Almost Half Of Us Don’t Disclose Our STI History Before Having Sex

Why are so few of us discussing our sexual health – and what does it mean for our junk?

What are the most common things that go through your mind before you jump into bed with someone? Do you worry about your three-day stubble, scrabble in your bag for an emergency condom, or try to remember that obscure and horrifying sex move you saw on Reddit last week?

Well, a new study suggests there’s one thing almost half of us are failing to do. According to a survey of people aged between 18 and 35 carried out by Cosmo and Esquire, a whopping 47% of us are not asking about our sexual partners’ STI testing results before getting closely acquainted with their genitals.

This is bad news for everyone. Sure, it can be awkward enquiring when – if – the object of your desire last went to the clinic for some uncomfortable swabbing. But getting jiggy without it can be a real risk. Around one in 10 sexually active people under the age of 25 are thought to have chlamydia, and more than 60% of the global population under the age of 50 are infected with some form of herpes. There’s even a new strain of terrifyingly-termed ‘super-gonorrhoea’ on the rise, which is highly resistant to antibiotics and described by doctors as ‘almost impossible’ to treat.

Another issue is that a lot of STIs are completely symptomless, so pretty common to be carrying an infection without ever realising it. Nearly a third of the survey respondents said they had either previously had an STI or were unsure if they’d ever had an STI. A further third of people had never been tested for STIs. Factor in all those people who don’t realise there’s something amiss in their underwear department, and the risk of picking something up becomes pretty real.

According to Cosmo & Esquire’s report, women are smarter about their sexual health than men. 58% of women said they had been tested for STIs in the last year, compared to just 33% of men. Men were also three times more likely than women to have never been tested for STIs.

Interestingly, although 82% of people said they thought both halves of a sexual relationship were responsible for talking about sexually transmitted infections, more than half of the women taking the survey said they were the ones to initiate the STI conversation, compared to 28% of men.

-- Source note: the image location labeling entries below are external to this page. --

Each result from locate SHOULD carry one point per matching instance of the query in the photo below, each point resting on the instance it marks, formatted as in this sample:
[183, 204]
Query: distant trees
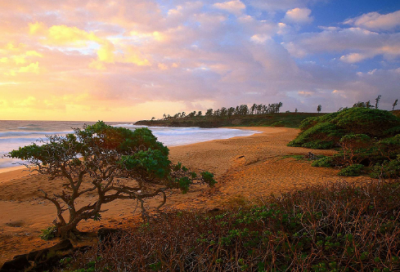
[106, 163]
[240, 110]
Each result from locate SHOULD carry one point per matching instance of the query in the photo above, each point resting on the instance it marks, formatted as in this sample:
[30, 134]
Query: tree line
[258, 109]
[240, 110]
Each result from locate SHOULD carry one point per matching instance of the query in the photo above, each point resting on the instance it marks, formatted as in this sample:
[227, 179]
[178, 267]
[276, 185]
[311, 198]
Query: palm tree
[253, 108]
[279, 106]
[377, 101]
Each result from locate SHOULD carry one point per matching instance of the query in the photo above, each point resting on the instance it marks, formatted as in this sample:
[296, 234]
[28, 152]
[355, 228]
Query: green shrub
[320, 136]
[48, 233]
[327, 130]
[388, 169]
[352, 170]
[327, 227]
[323, 162]
[372, 122]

So that’s something we should all do better at – because it’s pretty unfair to rest the burden of good sexual health on just one side of the arrangement.

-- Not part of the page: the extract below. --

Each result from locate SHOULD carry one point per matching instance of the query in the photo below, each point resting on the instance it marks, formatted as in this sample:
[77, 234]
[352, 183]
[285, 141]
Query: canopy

It’s a given that STIs can be an uncomfortable topic, especially if you’re just looking for some casual fun. But you know what’s even more uncomfortable? Rashes, sores, or unpalatable discharges erupting around your pubic region. So next time you’re planning a roll in the hay, take a minute to think about the health and wellbeing of you, and your partner. Given that STI screenings are free and confidential in the UK, and easily available from your GP surgery, GUM clinics and Brook services, it’s pretty hard to argue against getting checked out. You can even pick up a free do-it-yourself STI kit for free from SH:24!

What are you waiting for? Let’s get swabbing!